The following Q&A was completed as part of our conversational Commercial Real Estate FAQ Interview Series, we hope you find it helpful.
When working with high net worth investors, they typically made their money elsewhere. They haven’t had the experience in hard assets like self storage like they would in their main industry like tech or medicine, so they’ll need to learn the ropes. While it’s not necessarily difficult to educate these investors, it is a step that many don’t realize is necessary at first.
Richard Wilson: What lessons have you learned regarding raising capital for commercial real estate from high net worth investors?
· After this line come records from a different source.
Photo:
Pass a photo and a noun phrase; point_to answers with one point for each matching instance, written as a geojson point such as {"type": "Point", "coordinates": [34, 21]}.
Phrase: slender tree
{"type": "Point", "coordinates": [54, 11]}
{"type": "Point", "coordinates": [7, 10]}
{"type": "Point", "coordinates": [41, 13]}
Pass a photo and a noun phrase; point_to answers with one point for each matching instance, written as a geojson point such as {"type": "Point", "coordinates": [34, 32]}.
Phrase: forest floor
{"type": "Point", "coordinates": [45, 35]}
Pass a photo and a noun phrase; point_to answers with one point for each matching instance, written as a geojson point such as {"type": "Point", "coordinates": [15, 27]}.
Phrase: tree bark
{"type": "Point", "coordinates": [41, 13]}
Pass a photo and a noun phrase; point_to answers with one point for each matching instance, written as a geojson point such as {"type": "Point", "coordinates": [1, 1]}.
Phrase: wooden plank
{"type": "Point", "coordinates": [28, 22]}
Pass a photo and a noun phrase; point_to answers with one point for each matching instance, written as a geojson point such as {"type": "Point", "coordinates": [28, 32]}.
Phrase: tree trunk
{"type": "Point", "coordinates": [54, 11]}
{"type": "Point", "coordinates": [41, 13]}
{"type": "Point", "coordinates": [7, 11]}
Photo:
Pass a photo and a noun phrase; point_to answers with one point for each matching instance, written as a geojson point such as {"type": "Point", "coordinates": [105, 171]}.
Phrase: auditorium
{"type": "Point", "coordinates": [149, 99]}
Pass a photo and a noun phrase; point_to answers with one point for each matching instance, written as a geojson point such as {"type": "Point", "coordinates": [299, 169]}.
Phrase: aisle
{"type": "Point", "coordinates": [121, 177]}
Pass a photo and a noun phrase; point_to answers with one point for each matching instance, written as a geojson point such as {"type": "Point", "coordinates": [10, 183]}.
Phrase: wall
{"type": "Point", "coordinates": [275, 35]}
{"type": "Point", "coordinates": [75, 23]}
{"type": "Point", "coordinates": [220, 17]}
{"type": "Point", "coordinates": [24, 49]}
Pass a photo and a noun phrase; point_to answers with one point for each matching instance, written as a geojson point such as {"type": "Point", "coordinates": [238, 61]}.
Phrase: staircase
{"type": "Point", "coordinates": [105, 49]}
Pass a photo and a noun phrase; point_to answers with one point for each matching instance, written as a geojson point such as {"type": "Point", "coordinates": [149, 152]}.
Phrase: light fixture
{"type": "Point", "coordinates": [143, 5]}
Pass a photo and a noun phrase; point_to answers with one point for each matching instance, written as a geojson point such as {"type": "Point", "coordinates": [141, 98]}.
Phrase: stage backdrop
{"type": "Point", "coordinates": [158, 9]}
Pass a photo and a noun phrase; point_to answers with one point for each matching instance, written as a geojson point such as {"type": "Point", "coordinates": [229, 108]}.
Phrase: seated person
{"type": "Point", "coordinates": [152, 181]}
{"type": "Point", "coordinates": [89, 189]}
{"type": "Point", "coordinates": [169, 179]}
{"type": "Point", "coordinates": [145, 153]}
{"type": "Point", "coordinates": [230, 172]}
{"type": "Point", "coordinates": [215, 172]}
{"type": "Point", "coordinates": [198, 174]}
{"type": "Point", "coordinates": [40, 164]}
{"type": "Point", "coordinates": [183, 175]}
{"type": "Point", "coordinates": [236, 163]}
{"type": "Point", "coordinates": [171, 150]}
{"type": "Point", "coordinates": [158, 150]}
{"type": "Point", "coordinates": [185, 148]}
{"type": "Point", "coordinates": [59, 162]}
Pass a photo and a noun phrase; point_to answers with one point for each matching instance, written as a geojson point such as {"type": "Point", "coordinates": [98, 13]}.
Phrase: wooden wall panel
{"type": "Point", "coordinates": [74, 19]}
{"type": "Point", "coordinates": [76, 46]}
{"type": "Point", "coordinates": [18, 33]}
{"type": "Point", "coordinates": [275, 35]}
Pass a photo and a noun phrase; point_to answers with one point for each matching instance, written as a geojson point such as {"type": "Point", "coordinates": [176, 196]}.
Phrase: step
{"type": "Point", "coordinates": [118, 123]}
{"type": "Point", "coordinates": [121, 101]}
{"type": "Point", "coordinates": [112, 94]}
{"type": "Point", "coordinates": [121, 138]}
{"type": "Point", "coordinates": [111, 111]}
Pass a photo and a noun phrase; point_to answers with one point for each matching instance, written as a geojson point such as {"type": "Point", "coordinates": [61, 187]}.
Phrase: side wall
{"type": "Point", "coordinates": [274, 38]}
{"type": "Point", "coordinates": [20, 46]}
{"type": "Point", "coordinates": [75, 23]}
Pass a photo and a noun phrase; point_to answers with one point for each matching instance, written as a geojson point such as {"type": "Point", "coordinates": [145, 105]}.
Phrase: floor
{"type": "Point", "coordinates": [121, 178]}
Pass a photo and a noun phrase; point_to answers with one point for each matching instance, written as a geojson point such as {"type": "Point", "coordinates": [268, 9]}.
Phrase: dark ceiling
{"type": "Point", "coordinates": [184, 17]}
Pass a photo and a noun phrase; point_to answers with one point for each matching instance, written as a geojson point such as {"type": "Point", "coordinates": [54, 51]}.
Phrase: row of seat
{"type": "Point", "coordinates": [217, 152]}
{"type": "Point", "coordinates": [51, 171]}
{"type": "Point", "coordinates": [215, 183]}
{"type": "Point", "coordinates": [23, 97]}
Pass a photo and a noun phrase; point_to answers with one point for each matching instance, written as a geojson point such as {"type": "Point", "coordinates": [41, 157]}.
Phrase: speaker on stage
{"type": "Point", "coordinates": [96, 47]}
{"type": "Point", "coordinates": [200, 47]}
John Manes: Some of the lessons I’ve learned which are interesting is you need to educate them about self storage just like you would educate anybody else that’s giving you ten grand. So I’ve always found it interesting that the SEC defines an accredited is somebody that’s worth a million dollars or more in their personal net worth outside of their homestead, and makes $250,000 or more of income. I’ve always found that interesting because money doesn’t necessarily translate into education, and education doesn’t necessarily translate into money, right? So because of that, what I’ve learned about a lot of high net worth individuals is you have to teach them the same about self storage, and how to invest in a different asset class or a different business model than what they’ve made their money in. Because that’s what they know, right? So if they made it in tech, they know tech, they know how many multiples tech trades at after you build up a company, and then you move it over to a hard asset like self storage and they go “Okay, I’m going to start all over. Tell me what I need to know.” The good news is they’re more educated than most, but they’re not fully educated to why storage is a good asset, or how to invest outside of what they’re used to.
Richard: Right, great. Makes sense, okay.